DINHEIRO – Como o sr. avalia a atuação do presidente Lula nas questões ligadas à sustentabilidade?
MATTAR –
De um modo geral, todas as esferas governamentais vêm atuando mal nesta área. O governo federal tem uma dificuldade adicional que é o fato de o presidente Lula colocar o meio ambiente como obstáculo ao desenvolvimento produtivo. Ele não se dá conta que, a longo prazo, todos vamos sofrer por conta das possíveis perdas no setor ambiental.

DINHEIRO – Quais seriam os principais problemas?
MATTAR –
Um deles é a Lei dos Resíduos Sólidos. Diversos Estados já legislaram sobre isso mas, no plano federal, esse assunto está parado há quase dez anos no Congresso Nacional. Se o presidente Lula tomasse a frente desse processo certamente o assunto entraria na pauta de votação. No âmbito administrativo, os técnicos do Ministério das Minas e Energia tentam atuar no campo da preservação mas encontram dificuldades de levar essas idéias à frente. Isso porque, o governo como um todo, incluindo os ministros e o próprio presidente Lula, não é sensível às questões ambientais.

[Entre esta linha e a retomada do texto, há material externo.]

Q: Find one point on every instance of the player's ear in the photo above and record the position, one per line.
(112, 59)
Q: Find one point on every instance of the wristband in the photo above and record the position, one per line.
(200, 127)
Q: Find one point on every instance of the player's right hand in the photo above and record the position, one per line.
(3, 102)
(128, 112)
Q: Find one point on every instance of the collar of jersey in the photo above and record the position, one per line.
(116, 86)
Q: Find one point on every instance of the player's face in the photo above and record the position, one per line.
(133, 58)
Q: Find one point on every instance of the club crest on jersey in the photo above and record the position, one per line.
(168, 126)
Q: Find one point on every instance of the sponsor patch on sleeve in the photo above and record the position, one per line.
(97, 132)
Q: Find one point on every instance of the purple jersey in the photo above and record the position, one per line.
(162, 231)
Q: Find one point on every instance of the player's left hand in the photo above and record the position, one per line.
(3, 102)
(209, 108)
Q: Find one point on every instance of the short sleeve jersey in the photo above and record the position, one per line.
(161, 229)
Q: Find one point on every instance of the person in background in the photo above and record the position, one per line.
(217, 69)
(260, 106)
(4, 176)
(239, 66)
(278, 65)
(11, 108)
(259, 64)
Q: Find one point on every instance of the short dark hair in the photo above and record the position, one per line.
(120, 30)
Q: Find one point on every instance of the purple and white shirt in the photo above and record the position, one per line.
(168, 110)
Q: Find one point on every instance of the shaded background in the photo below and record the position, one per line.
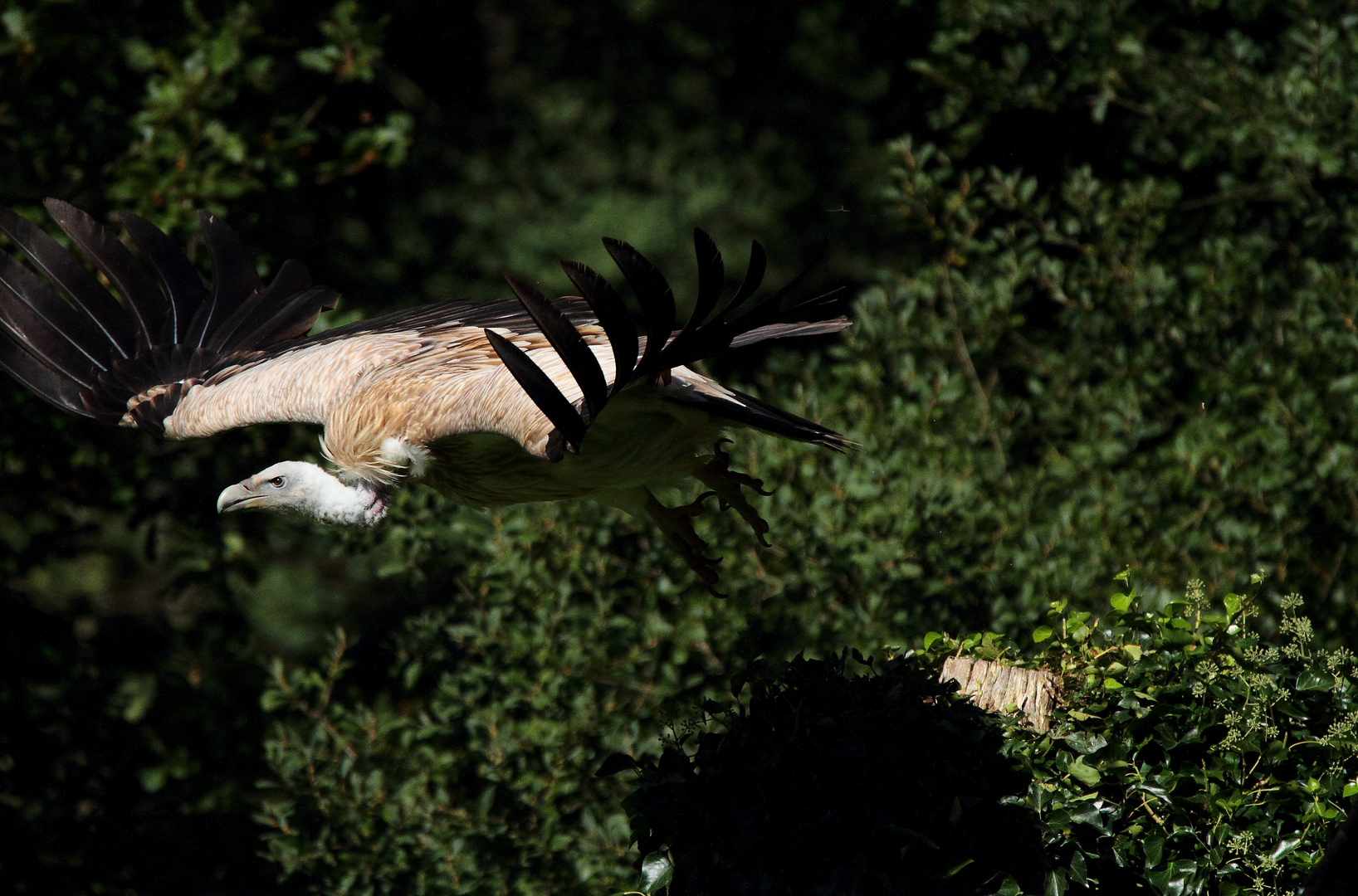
(1102, 269)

DINHEIRO – Qual o impacto disso na vida das pessoas?
MATTAR
– Vivemos uma situação extremamente preocupante. Nada menos que 60% do volume de resíduos gerados no País não seguem para aterros e sim para lixões. Com isso, aumentam os casos de contaminação de cursos de água e do subsolo, causando um grande impacto na qualidade de vida das pessoas e no custo para o tratamento da água. O governo federal está agindo de uma forma irresponsavelmente lenta na área ambiental.

DINHEIRO – O sr. acredita no potencial da chamada economia verde?
MATTAR
– Ela pode ter uma grande contribuição para ajudar a reduzir o impacto na área energética. É por isso que defendo uma reforma tributária que privilegie o desenvolvimento de fontes de energia limpa: eólica, solar e geotérmica. O modelo energético atual é baseado na lucratividade de uns poucos e na geração de passivos ambientais que terão de ser repartidos por todos nós. Não há dúvida de que os projetos ambientalmente sustentáveis são viáveis. Prova disso, é que existe uma fila de consumidores dispostos a comprar os modelos de carros híbridos. Para participar dessa nova onda é preciso recursos e capital intelectual.

DINHEIRO – Como o Brasil poderia se beneficiar desse processo?
MATTAR –
Uma das alternativas é a adesão do País aos mecanismos de compensação de emissões, cobrando pelo serviço ambiental da floresta. Isso poderia gerar um fluxo de recursos e também de competência técnica para o País aplicar em tecnologia verde. Hoje, 55% das emissões brasileiras de gases-estufa são decorrentes do desmatamento e da degradação ambiental. Em vez de seguir esse caminho, o governo lança mão de argumentos como a soberania nacional para justificar a recusa em assinar acordos desta natureza.

DINHEIRO – Qual a posição do Akatu em relação às companhias que fabricam produtos que fazem mal à saúde, como tabaco e bebidas alcoólicas?
MATTAR –
Em primeiro lugar gostaria de explicitar o que faz o Akatu. Nós somos uma entidade que trabalha para mudar o estágio de consciência do consumidor sobre seu poder de escolha no ato do consumo. Não somos uma entidade que faz avaliação de produtos ou de empresas. Independentemente disso, não aceitamos receber o apoio, como parceiro, de uma empresa de tabaco. Isso porque, neste caso, o consumidor não tem escolha pois a nicotina gera uma dependência química. O mesmo vale para as armas, cujos efeitos são irreversíveis. Mas isso não se aplica ao setor de bebidas já que apenas uma pequena parcela, de 5%, apresenta problemas de dependência. Para nós, o que importa é que a empresa se preocupe em chamar a atenção para os malefícios que o excesso no consumo pode causar.